HIMSS 2010 Interoperability Showcase will spotlight HIE activities
As a core component of myriad health IT initiatives, interoperability will be a large part of the HIMSS 2010 in Atlanta. The 2010 HIMSS Interoperability Showcase, which will operate March 1-3, will offer educational sessions on Integrating the Healthcare Enterprise (IHE) and health information exchange (HIE) activities, federal agency interoperability initiatives and global standards development initiatives, says JoAnn Klinedinst, CPHIMS, vice president of education at HIMSS.

Attendees can also be part of self-directed exhibits and vendor exhibits to see how health IT is connected to, and part of, patient-centric care delivery, she says.

“It’s an educational experience just to walk the vendor floor,” says Martha Dameron, RN, president of HIMSS Northern California chapter and a St. Helena, Calif.-based health IT consultant. “Along with that, [there are] education programs that cover the whole gamut of the health IT arena,” says Dameron, who has held a number of positions in Healthcare IT, both on the clinical and vendor side, and has been involved with HIMSS chapters for more than 15 years.

Attendance at this year’s conference is expected to increase over 2009, according to Dameron and Jeff Hawley, a fellow at HIMSS and senior manager at Accenture Health and Public Service in San Francisco. Numbers will be up from last year in part because of the stimulus bill and funding initiatives, predicts Hawley, a past-president of education at the Northern California HIMSS chapter.

The theme of this year’s conference is all about stimulus funds and the initiatives around that,” he says. “There is a lot of angst about how to meet to the criteria for qualifying for these funds.” Therefore, a lot of hospitals, health networks and practices who might not have sent someone to the 2009 show will send someone to Atlanta “to get the answers that are pretty darned important to them. There is a financial incentive to be informed.”

“HIMSS has done a very good job of understanding what is causing angst in the healthcare community,” Hawley says. “Certainly, there’s a lot of ambiguity around the rules [for meeting criteria for meaningful use]. There’s going to be a lot of sessions trying to distill the content and meaning of that information in a way that can be assimilated by the folks that are attending. It needs to be presented in a way that’s more germane to the way they think and the way they practice.”

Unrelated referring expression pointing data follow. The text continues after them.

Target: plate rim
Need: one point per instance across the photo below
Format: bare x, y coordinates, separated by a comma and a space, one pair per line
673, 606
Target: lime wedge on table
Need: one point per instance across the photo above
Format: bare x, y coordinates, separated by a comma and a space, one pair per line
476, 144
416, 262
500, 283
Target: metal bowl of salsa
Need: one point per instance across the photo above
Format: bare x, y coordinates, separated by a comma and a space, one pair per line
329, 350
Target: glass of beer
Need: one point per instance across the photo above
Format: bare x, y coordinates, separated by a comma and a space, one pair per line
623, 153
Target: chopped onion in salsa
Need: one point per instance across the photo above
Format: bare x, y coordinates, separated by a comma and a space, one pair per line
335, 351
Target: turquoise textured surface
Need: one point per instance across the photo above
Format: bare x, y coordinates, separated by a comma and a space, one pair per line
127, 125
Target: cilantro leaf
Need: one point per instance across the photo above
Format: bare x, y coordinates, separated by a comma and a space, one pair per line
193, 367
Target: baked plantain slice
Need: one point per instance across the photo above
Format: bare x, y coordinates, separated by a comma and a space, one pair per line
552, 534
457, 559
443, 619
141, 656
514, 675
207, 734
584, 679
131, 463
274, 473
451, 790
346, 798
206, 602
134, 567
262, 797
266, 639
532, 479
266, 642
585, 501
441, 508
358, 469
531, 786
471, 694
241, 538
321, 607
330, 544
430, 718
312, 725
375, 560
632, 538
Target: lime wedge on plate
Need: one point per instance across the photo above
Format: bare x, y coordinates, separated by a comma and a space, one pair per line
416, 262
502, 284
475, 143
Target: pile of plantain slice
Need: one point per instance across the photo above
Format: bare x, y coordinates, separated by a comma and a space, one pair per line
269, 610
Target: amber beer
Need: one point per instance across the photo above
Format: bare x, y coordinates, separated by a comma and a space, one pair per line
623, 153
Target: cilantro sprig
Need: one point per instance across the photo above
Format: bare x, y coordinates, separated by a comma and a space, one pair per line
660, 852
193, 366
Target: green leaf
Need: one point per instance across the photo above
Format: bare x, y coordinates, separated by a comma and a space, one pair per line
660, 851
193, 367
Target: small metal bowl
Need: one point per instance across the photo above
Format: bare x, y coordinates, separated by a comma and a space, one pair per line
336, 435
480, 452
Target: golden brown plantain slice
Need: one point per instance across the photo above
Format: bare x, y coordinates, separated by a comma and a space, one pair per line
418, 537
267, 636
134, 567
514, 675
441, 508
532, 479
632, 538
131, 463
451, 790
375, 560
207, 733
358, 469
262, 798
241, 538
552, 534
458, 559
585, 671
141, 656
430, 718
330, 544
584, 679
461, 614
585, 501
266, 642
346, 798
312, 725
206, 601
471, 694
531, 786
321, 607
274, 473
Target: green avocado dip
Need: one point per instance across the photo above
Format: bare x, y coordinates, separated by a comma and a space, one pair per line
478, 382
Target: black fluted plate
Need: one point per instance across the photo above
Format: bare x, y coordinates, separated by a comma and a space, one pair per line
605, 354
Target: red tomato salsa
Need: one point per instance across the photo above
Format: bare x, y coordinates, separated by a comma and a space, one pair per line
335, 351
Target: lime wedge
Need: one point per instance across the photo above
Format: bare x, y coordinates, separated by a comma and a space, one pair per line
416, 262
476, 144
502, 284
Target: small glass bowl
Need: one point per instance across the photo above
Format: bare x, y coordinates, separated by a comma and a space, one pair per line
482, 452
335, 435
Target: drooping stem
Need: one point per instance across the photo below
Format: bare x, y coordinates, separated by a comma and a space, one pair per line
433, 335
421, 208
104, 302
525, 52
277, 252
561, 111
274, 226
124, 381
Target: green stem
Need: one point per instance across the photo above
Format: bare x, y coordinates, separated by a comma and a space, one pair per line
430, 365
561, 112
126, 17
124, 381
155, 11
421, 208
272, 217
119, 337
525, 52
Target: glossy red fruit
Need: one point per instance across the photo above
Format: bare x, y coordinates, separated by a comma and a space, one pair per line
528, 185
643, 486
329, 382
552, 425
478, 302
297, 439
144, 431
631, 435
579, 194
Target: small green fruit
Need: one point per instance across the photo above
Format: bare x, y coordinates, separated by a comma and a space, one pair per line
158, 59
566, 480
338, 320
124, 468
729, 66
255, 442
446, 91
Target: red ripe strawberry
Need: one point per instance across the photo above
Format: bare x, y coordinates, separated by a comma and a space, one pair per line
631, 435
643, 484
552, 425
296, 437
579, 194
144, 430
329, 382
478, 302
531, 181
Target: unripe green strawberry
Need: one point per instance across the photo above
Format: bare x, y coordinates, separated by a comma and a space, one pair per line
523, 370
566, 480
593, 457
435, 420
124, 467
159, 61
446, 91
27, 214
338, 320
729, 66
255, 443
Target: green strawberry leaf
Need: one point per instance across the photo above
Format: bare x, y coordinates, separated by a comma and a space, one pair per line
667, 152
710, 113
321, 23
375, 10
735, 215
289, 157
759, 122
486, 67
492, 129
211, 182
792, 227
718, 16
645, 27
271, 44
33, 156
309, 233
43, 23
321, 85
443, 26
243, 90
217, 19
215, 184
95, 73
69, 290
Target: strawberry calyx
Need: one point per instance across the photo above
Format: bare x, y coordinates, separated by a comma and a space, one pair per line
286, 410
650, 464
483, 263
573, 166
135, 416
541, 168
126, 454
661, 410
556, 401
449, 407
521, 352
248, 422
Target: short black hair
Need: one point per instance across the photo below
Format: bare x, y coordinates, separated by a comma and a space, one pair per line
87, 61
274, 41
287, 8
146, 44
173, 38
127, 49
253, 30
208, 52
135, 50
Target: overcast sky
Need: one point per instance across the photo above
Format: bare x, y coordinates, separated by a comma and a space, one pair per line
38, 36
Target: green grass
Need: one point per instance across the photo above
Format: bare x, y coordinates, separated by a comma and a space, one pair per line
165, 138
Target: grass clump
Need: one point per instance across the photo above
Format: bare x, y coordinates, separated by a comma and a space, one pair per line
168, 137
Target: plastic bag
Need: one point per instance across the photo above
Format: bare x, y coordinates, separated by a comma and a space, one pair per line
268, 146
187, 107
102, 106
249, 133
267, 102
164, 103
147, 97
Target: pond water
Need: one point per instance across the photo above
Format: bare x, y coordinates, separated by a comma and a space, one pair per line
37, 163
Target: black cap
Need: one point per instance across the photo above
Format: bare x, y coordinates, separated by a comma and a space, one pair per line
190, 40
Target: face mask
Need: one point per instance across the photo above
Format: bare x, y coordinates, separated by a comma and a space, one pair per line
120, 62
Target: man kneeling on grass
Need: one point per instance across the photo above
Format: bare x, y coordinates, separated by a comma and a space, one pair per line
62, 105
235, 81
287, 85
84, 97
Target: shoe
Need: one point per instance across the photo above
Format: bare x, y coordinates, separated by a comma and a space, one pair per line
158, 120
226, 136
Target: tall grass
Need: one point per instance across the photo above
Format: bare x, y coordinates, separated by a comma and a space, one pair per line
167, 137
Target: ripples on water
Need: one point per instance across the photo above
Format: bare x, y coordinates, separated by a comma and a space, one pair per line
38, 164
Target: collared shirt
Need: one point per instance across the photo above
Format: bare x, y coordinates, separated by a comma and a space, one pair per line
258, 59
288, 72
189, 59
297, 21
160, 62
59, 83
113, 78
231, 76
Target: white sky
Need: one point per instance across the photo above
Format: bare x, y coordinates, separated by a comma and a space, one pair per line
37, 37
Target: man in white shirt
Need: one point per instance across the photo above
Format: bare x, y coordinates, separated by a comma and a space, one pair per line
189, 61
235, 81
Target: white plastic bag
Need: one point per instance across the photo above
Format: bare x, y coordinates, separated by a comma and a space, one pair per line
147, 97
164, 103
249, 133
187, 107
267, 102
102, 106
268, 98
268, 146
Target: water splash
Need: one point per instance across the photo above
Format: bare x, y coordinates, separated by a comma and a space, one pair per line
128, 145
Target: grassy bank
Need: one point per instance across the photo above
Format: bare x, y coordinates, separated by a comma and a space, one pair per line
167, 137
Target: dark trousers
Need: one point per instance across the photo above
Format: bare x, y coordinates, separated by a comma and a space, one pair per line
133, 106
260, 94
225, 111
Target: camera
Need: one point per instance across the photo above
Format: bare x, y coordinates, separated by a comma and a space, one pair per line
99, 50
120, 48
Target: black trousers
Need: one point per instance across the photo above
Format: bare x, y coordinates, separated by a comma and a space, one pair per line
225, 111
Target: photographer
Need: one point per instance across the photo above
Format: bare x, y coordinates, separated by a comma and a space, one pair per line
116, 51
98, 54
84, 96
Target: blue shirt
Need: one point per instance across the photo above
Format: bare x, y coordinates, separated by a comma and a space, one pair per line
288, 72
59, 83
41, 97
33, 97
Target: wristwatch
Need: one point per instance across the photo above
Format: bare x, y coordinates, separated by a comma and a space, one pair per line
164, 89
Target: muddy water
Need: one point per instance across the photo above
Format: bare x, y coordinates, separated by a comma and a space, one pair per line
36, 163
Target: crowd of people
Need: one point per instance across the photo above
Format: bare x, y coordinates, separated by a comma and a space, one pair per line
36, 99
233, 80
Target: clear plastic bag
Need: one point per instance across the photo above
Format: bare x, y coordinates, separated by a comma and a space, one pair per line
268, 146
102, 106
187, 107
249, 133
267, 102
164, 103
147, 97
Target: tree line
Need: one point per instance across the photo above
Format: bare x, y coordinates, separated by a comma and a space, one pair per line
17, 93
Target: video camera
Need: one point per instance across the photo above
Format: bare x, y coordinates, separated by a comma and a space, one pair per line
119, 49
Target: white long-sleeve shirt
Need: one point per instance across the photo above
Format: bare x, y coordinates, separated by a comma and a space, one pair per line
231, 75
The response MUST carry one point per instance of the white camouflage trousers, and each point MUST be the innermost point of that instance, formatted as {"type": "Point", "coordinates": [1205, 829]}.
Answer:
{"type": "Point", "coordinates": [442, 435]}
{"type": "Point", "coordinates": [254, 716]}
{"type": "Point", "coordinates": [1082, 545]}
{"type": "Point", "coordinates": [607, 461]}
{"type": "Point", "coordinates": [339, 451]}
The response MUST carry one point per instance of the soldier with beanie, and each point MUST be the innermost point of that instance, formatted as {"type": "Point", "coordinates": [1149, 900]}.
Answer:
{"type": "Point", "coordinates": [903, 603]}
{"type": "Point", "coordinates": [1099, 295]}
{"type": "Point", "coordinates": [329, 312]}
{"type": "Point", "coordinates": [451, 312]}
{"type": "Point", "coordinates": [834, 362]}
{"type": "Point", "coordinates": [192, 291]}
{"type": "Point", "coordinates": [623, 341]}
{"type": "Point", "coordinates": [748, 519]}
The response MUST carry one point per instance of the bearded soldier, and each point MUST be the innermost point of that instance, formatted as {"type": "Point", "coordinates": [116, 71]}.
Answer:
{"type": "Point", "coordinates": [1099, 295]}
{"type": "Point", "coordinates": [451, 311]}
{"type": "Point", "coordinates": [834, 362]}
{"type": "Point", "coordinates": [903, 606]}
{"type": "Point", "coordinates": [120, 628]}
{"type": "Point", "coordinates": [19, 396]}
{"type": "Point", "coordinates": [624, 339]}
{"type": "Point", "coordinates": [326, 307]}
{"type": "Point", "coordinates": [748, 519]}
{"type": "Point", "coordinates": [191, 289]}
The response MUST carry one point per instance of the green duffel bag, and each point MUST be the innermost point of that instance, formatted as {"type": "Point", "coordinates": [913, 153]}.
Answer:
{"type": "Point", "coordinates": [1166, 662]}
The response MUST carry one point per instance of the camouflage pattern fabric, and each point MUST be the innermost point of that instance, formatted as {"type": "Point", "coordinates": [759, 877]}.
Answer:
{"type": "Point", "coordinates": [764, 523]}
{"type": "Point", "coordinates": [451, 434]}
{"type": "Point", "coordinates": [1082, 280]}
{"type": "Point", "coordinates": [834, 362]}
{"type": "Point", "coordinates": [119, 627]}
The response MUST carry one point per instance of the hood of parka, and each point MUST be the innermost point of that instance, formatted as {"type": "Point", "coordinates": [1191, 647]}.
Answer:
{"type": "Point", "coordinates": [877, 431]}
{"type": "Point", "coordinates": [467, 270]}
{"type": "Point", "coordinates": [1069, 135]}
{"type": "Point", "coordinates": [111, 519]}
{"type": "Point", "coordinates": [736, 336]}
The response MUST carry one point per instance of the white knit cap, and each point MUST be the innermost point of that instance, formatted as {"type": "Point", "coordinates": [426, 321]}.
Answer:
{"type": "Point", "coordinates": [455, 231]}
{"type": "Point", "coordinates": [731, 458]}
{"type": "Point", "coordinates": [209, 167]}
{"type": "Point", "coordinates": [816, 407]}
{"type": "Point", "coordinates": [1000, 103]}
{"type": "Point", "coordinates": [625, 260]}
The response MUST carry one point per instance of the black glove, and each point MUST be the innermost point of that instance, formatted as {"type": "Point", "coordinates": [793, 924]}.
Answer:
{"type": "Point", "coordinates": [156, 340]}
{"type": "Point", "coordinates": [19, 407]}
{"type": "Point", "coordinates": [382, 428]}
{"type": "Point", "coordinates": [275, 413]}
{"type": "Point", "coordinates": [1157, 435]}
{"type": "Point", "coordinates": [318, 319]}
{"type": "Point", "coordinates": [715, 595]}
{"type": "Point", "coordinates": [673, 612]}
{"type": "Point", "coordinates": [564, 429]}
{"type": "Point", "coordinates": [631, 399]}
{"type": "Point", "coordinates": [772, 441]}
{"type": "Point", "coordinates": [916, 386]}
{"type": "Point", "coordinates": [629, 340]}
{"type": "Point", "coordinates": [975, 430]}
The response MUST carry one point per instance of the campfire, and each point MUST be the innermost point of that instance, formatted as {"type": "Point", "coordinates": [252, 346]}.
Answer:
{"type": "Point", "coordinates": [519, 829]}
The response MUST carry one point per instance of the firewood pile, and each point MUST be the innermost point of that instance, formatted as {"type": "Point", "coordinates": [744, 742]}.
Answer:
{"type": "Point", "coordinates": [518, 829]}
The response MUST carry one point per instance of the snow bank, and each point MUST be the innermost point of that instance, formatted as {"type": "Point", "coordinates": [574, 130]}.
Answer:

The Interoperability Showcase should also be a destination for CMIOs seeking answers because “it’s a summary of the work being done around meeting the criteria for Meaningful Use of electronic data relative to the ARRA stimulus bill,” Hawley says. “There’s going to be some interesting showcase-type material at the HIMSS pavilion, where they’ll be showcasing new technology as well as some of the things that people can use to get where they need to be to be able to qualify for these finds.”

The Interoperability Showcase is slated to include configurations of more than 70 clinical information systems in multiple demonstration HIEs, according to HIMSS. In these demos, patient health information will be exchanged across multiple healthcare enterprises. Attendees also can see how a variety of stakeholders are collaborating to implement HIEs using IHE framework and Healthcare Information Technology Standards Panel (HITSP) interoperability specifications, which use common standards and IHE Profiles to build secure, electronic networks.